In the case/s from IRMNG, the native rank in the master system is "infraphylum" which was being changed to "subphylum" in the DwCA export, in the belief that "infraphylum" was not an allowed term - however Markus says it is acceptable so in the next export from IRMNG (expected March 2021), the offending names will be exported at their original rank and the problem should disappear - for the following IRMNG names (were showing as subphylum in error): Apicomplexa Dinozoa Dipilida Entosphona

As per email correspondence, Tony/Markus/Bart (VLIZ)/Yuri, January 2021.

Meanwhile if someone wants to fix these up in advance by changing the rank to the correct one, that is fine as well, Regards - Tony

mdoering commented 3 years ago

@yroskov is anything stopping you from changing the rank for the few taxa right now?

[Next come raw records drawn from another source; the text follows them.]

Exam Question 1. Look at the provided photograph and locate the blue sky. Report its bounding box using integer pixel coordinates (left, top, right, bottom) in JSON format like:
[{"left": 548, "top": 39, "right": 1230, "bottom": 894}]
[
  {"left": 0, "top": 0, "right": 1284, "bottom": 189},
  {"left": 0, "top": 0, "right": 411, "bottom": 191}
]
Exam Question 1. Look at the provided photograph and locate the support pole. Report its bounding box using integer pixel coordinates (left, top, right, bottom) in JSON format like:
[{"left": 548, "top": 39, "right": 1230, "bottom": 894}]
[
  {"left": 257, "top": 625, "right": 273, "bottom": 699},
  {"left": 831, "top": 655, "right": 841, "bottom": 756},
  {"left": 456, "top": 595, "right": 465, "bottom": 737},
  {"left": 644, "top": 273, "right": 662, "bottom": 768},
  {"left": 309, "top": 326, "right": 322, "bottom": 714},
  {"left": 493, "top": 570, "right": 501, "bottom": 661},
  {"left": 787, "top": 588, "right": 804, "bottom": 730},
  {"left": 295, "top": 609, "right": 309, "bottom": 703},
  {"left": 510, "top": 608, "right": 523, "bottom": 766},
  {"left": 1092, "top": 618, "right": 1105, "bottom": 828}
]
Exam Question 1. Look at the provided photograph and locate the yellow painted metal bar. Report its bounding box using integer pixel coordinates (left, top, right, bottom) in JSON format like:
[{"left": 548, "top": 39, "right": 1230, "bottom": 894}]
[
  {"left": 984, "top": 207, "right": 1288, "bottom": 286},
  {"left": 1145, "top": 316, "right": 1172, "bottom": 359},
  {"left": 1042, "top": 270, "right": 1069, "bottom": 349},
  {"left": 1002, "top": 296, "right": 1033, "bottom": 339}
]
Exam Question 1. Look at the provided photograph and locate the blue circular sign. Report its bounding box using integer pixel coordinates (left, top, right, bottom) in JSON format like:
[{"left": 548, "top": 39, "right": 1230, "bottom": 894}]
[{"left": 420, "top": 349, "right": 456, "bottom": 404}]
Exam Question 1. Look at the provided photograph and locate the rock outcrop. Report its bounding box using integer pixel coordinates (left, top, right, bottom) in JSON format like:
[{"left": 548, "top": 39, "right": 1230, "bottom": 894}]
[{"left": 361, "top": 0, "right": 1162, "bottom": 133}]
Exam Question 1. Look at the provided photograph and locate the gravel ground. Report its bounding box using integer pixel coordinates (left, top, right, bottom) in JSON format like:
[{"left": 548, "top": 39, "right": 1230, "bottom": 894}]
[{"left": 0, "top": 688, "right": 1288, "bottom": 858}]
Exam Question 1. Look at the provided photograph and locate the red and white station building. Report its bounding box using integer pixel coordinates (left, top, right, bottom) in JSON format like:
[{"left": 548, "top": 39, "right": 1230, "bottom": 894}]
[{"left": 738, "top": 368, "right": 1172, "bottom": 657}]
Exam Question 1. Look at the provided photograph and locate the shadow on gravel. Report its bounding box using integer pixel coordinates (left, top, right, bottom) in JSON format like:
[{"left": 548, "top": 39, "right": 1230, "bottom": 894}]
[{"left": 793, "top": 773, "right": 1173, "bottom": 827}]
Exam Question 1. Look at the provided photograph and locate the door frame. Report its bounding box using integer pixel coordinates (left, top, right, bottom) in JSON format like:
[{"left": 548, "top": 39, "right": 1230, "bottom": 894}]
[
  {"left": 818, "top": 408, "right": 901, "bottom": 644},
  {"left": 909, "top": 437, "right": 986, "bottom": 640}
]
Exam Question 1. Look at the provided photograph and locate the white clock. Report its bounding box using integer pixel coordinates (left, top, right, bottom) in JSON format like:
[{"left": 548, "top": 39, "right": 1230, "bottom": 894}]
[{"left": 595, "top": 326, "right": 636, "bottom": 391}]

yroskov commented 3 years ago

I am against unnecessary changes via clearinghouse. Corrections (if any) will appear with a new version of IRMNG via update (March?).

mdoering commented 3 years ago

But isn't this a rather serious error to be fixed rather sooner than later? Or is it just a matter of weeks we are talking about?

yroskov commented 3 years ago

Unfortunately, I do not know how clearinghouse software will respond with "complex decision" on top of Dipilida & Entosphona, when they will be delivered as infraphyla with a new update. Too many unexpected bugs or broken sectors. Better to live with minor glitch in empty branches.

mdoering commented 3 years ago

As a user this is a serious issue. It surely needs addressed before the annual release one way or another.

yroskov commented 3 years ago

If a new IRMNG becomes available in the Clearinghouse in March, the bug will be resolved in the annual checklist.